【レポート】英のF1ファンたちが激怒! マードックが英のF1放映権を獲得し、今後は有料放送に
イギリスのF1ファンを憤らせているニュースをお伝えしよう。これまでF1放送は、公共放送のBBCが独占的に放映権を保有していたのだが、2012年から2018年までは、衛星放送ネットワークのスカイとBBCの共同契約という形になった。
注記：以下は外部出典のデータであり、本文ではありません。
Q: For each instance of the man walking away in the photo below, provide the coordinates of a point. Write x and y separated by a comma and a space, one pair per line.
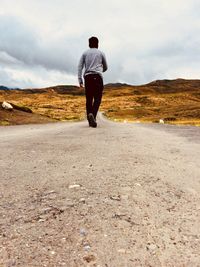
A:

これになぜファンが腹を立てているかというと、要は、これまですべて無料で見ることができたF1が、レースによっては今後、有料チャンネルでしか観ることができなくなるからだ。

スカイは、世界的なメディアグループであるニューズ・コーポレーション(以下:ニューズ)の傘下にあり、ニューズのオーナーであるメディア王ルパート・マードックがトップを兼ねている。そのマードック氏が数カ月前にコンソーシアムを結成し、F1事業の買収に乗り出していたのは先にもお伝えした通り。しかしその後、同じくニューズ傘下の英大衆紙『ニューズ・オブ・ザ・ワールド』が、盗聴疑惑で廃刊に追い込まれる事件が発生。マードック氏も英下院に証人喚問されるなど世間を騒がせていたが、F1の放映権は狙い続けていたようだ。

BBCはコスト削減、契約延長を理由に、来年以降、全20戦(2012年はアメリカGPが加わり全21戦の予定)のうちの半数のみを放送し、スカイはフリー走行ならびに予選を含めた全レース、全セッションを有料スポーツチャンネル「スカイ・スポーツ」で中継する予定だ。

今回の契約はコンコルド協定に違反するのではないかという懸念の声も聞かれたが、F1の最高責任者バーニー・エクレストンはこの契約に満足しているという。これまで全レースを無料の生中継で楽しんできたイギリスのF1ファンには同情を禁じ得ないが、BBCが完全撤退してしまうことを思えば、これが最善の策だったかもしれない。